If you can't join 'em - BEAT 'em

My teen-aged son approached me a while ago telling me that I had to start making presets and then start changing my Instagram so it is visibly consistent. What? I dismissed the idea - thanks but no thanks. After 35 years of doing photography you learn that the only consistency in a series of photographs is that there is no consistency. Light is always changing, no two people have the same skin tone and colors morph right before your very eyes. The camera is a tool that captures a moment and no two moments are ever the same.

I have spend decades - literally - striving to achieve the perfect skin tone and vibrant, larger than life colors in the camera. Post processing is just a bonus. You see, you just can’t unlearn something. I can’t intentionally try to take a poorly exposed picture - it is just impossible. I HAVE taken them though and have also stopped deleting them because nowadays every mistake can be salvaged.

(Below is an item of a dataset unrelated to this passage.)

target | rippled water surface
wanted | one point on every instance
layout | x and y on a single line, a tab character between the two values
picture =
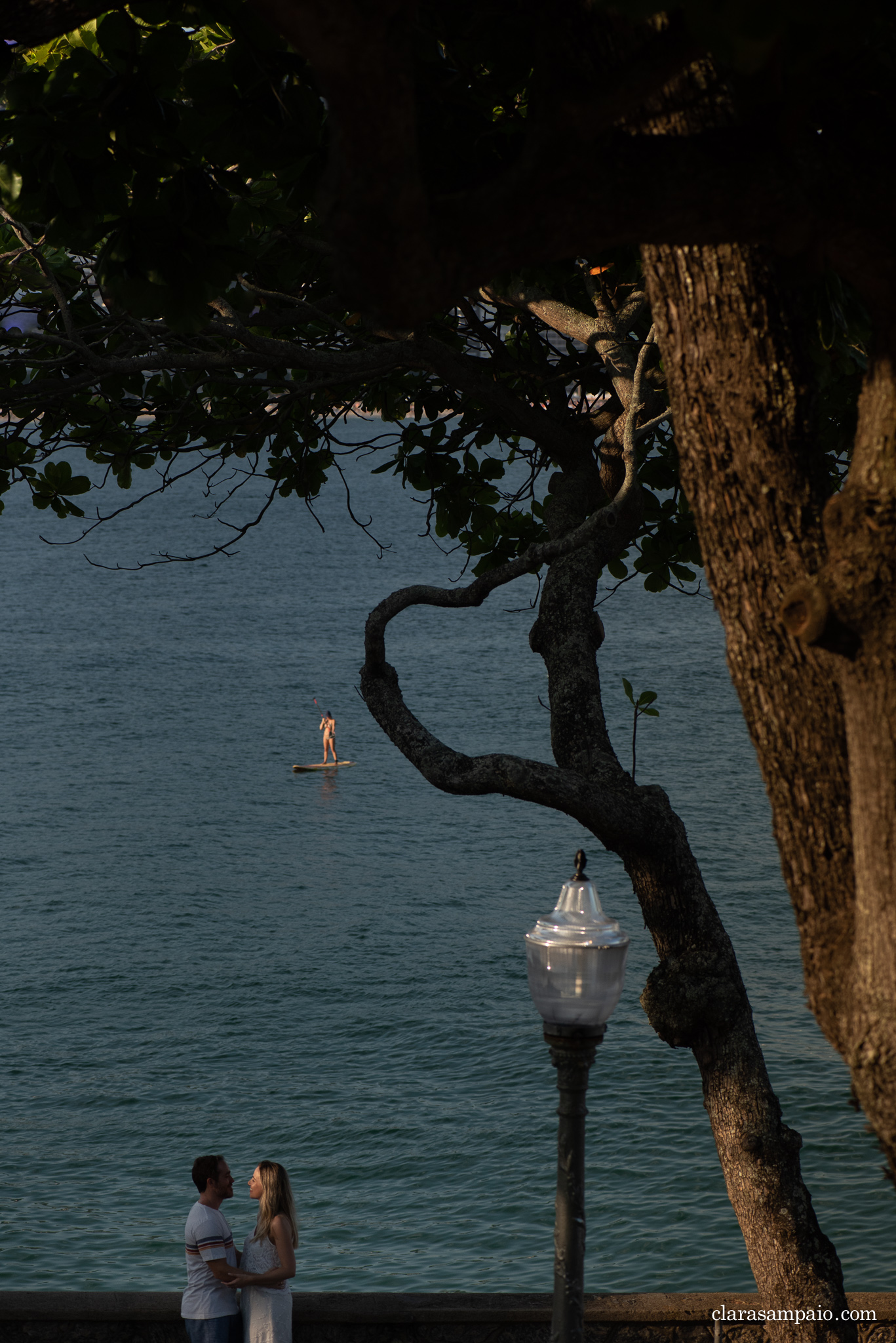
207	953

So of course, my defenses were up when my 16 year old told me that I needed to use presets. To me, the idea of taking a beautiful image and assaulting it with desaturation, adding grain (the very grain that I had painstakingly tried to avoid) and throwing some unnatural colors on it offended me. I LIVED through Polaroid and 110 film and look back at photographs from my youth and cringe. But I also don’t want to become a dinosaur either and realize that the age gap between me and my clients is getting larger by the minute. So I acquiesced and took a whole wedding that I shot and put a preset that I snarkily called “The Millennial Blowout” onto each and every picture. To my surprise, I actually liked it. Who knew?

This is where the bonus of living with teenagers comes in. I have designed a bunch of presets to their specifications using my years of experience of what to and what not to do. I have 4 testers to try them out. I hate to admit it, but I think I am hooked.